That was Stockholm before it all faded suddenly. It figured that Russian winter would trail Floyd Patterson into town when he left his training camp on the edge of the Baltic Sea, and at fight time Saturday night being in Solna Fotbollstadion did, indeed, feel like being on an icy crag. The sky was an Ingmar Bergman sky, strangely colored, and a cold wind beat through the stands as 32,000 people, bolstered by beer and aquavit, sat and waited for Heavyweight Champion Jimmy Ellis to provide a quick and absolute final end to one of the strangest careers in ring history.

But that was not to be. Patterson, the Captain Ahab of boxing who, many think, should retire and cultivate his neuroses, created a thrilling piece of work, making his finest (perhaps only) fight since he knocked out Ingemar Johansson in their second match. With some style and much grit, he took Ellis across 15 rounds and, with a spectacular last stand in the 13th and 14th rounds, missed by a thread winning his third heavyweight championship. It was a fight that only the most idiotic of the large Patterson cult believed he would survive beyond the early rounds. The Swedes left the stadium visibly moved by his performance and almost apoplectic over the decision. Floyd? Well—just listen to Floyd.

"The referee decides," said Patterson. "I have nothing to say about the decision. I do not wish to detract from Jimmy's fight."

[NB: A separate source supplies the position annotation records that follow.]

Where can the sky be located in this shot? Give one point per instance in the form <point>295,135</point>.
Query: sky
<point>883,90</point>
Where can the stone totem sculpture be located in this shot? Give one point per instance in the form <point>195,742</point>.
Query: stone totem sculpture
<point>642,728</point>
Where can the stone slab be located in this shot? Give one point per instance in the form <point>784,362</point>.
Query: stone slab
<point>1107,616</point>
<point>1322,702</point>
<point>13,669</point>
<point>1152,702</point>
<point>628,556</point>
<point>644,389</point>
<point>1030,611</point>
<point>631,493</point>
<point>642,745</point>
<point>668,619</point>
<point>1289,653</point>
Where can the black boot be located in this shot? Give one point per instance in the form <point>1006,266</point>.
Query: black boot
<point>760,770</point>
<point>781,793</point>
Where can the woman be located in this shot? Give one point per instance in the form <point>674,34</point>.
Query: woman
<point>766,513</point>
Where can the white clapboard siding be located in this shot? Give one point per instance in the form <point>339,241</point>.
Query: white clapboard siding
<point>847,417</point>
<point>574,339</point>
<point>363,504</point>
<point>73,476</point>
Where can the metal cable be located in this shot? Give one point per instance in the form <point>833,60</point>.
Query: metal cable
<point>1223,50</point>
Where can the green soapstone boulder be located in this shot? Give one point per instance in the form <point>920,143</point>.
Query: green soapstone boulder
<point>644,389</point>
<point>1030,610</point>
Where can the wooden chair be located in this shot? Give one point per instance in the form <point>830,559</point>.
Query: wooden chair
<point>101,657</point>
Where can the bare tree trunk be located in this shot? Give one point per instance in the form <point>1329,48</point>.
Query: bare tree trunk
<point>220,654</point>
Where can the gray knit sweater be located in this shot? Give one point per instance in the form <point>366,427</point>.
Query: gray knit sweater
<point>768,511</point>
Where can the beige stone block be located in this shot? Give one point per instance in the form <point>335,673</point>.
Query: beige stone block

"Do you know Ellis may have suffered a fractured nose in the second round?" he was asked.

"I'm sorry," he said. "I'm sorry I busted his nose."

His pacifist stance and passiveness in close defeat, which long ago became tiresome to many, seemed particularly eccentric this time. He was hardly passive in the ring, though, as he stayed with Ellis in a tough, cruel fight that saw the WBA champion come fearfully apart. The nose was fractured in the second round, and it streamed blood until the end. Ellis also damaged his left thumb in that round and took a nasty gash over his right eye (six or seven stitches) when Floyd caught him with another jab after the one to the nose.

Unquestionably, the nose distracted Ellis and hurt his fight, but Patterson's effort cannot be underrated. If you believe that Ellis won (the referee, Harold Valan, the only official, scored it 9-6 but many newsmen had it exactly opposite), he most certainly won it in the 15th and final round. The fight appeared even until that point, but then Ellis, sensing his dangerous position, the screams from his corner piercing his ego, finally stepped out and did what he was supposed to do, did what he is capable of. He had fought a long, hard fight but he reached back for what was left in his hurt body and laid it all on Floyd. He dug a left into Floyd's liver and stayed right on him and in the middle of the round he caught him with a pair of whistling right hands, and Patterson was on his way out. Patterson's eyes stared out blankly now, pain masking his face, but Ellis could not finish him.

Patterson was in serious trouble other times early in the fight, once in the third round from a left hook and a right hand in close and then again in the fifth from two right hands, one high on the head that seemed to freeze him in midair. Yet he escaped what he calls "the black spot," that one flashing moment of instant darkness that has haunted him throughout his career, usually early in a fight, when he seems to be most vulnerable. Over the years he has been knocked down 22 times, eight times by Johansson alone.

The fact that Ellis did not knock Patterson out or even down does not necessarily reveal any inability to punch. Twice after catching Patterson, Ellis appeared to hold him up, refusing to let him drop. A number of things combined to make this fight close. First, Ellis, by his own admission, had underestimated Patterson. Second, Ellis, though he looked extremely sharp in the gym, was constantly worried about his weight, so much so that he did nothing the final two days but sit around eating "like a pig." He weighed in at 198 pounds, much too heavy for his style of fighting. Third, Ellis concentrated entirely too much on his right hand, and too often failed to put punches together. Fourth, Patterson made some rounds look quite close by volleying, with some of his old notable hand speed, in the last minute.